Let’s look at the three rallies and protests that occurred in response to the proposal to remove the Lee statue. First, you have May 13, 2017. This was when Richard Spencer and his goons showed up with tiki torches, shouting “you will not replace us. This followed a 3-2 city council vote to remove the statues and sell them. 

Then you have July 8, 2017. The KKK showed up, some 50 strong, to protest the statue removal. This followed a new statute in effect that allowed the City to “recontextualize” the Confederate monuments, thus altering an injunction that had stopped removal prior. 

Finally, there was August 12, 2017, the one most familiar to the rest of the world. This was the Unite the Right rally, during which a neo-Nazi drove his car into protestor Heather Heyer, killing her. Each of these was centered around and in reaction to the city’s ongoing efforts to remove these statues.

Conversations About Virginia’s Monuments

When I was canvassing for Gov. Northam in the fall of 2017 in Roanoke, my door-to-door conversations were often sidetracked by angry white men. They wouldn’t vote for Northam, despite having voted Democrat all their lives, if he was in favor of removing Virginia’s monuments. This happened both in Charlottesville and Richmond, in particular. 

“That’s history,” they said to me, over and over. 

What I didn’t have the time or the energy to explain has since become more commonly known: most of these statues were erected by Confederate descendents in the the early 1900s as part of the re-establishment of apartheid laws after the failure of the federal government to follow through on reconstruction efforts to protect Black Americans. The monuments in Richmond were used to signal whites-only neighborhoods around Monument Ave. These men I spoke with were right, these monuments were history–but not the kind of history they meant. 

At the same time, we’re having a circular national conversation about critical race theory. It’s wrongly framed by conservatives as an educational method designed to make white people feel guilty about their privilege. Instead, it’s a legal theory of understanding how racism has been intentionally woven into the fabric of our legal and justice systems. During a time like this, the monuments finally coming down feels significant. 

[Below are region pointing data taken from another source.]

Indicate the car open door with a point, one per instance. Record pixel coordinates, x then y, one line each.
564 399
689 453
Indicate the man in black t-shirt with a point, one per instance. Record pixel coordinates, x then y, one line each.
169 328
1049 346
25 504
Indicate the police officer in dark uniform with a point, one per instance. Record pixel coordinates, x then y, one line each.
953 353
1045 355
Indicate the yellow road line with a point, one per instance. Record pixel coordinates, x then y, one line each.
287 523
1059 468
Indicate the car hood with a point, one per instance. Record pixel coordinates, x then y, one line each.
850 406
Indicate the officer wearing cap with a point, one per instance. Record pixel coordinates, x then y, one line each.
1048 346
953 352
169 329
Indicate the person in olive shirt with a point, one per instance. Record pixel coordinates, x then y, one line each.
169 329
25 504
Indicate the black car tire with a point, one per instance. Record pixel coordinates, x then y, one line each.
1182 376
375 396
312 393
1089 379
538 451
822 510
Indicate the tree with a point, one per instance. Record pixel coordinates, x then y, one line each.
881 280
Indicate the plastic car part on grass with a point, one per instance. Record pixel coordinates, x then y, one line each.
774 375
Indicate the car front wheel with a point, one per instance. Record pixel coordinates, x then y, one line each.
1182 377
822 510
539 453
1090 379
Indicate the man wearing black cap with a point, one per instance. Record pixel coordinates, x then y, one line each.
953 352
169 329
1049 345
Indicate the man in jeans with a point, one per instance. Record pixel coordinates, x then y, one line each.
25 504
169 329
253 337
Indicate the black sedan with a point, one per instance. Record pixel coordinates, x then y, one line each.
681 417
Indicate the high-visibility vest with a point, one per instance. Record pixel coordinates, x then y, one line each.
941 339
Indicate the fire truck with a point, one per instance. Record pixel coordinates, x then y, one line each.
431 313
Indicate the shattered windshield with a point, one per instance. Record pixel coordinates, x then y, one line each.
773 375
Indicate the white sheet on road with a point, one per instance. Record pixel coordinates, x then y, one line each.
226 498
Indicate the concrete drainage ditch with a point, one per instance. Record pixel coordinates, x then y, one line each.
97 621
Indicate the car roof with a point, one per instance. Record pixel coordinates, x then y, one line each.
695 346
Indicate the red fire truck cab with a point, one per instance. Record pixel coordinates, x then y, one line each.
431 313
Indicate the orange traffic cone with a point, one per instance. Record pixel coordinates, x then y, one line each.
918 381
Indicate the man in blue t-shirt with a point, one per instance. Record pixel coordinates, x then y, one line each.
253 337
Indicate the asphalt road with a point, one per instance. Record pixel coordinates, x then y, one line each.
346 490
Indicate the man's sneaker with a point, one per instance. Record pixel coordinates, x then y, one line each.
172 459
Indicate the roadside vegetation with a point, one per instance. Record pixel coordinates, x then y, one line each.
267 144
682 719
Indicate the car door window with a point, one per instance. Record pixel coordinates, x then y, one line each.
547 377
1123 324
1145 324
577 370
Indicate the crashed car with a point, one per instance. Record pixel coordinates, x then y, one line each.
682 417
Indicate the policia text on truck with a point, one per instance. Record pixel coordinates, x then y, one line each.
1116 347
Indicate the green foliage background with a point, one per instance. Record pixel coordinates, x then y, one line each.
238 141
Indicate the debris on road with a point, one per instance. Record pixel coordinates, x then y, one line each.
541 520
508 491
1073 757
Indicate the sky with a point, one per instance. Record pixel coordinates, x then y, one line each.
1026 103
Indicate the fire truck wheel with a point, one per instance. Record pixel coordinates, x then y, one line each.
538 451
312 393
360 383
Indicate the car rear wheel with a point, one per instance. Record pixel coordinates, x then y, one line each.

Understanding these as symbols of a violent threat, around which terrorism against Black Americans has been rallied since their installation, is vital to understanding what kind of history these represented. They weren’t about the “Lost Cause.” They were about how the cause was reinvented and dressed up in niceties so that the violence could be shown as incidental, not deliberate and systemic. 

More Than Lee and Jackson Needed to Go

This is why it was important to remove more than just Lee and Jackson. It’s why George Rogers Clark on the UVA campus, flanked with a soldier pointing a gun at a Native woman holding an infant, had to come down too. This is why Lewis and Clark, with Sacagewea crouching behind them, had to come down too. 

The mythology of an empty wilderness, the mythology of the “savage”–these have been just as vital as the mythology of what the Civil War’s end did and did not do to end apartheid in the US to upholding white supremacy with the fallback of performative naivete for the purposes of numbing the self against ongoing oppression. 

As we celebrate the removal of these monuments, let’s examine what other mythological relics we’ve maintained. This might feel like a triumph, but without ongoing reform of the institutions and communities that erected them in the first place, it will just become another token piece of performance art to soothe the white conscience.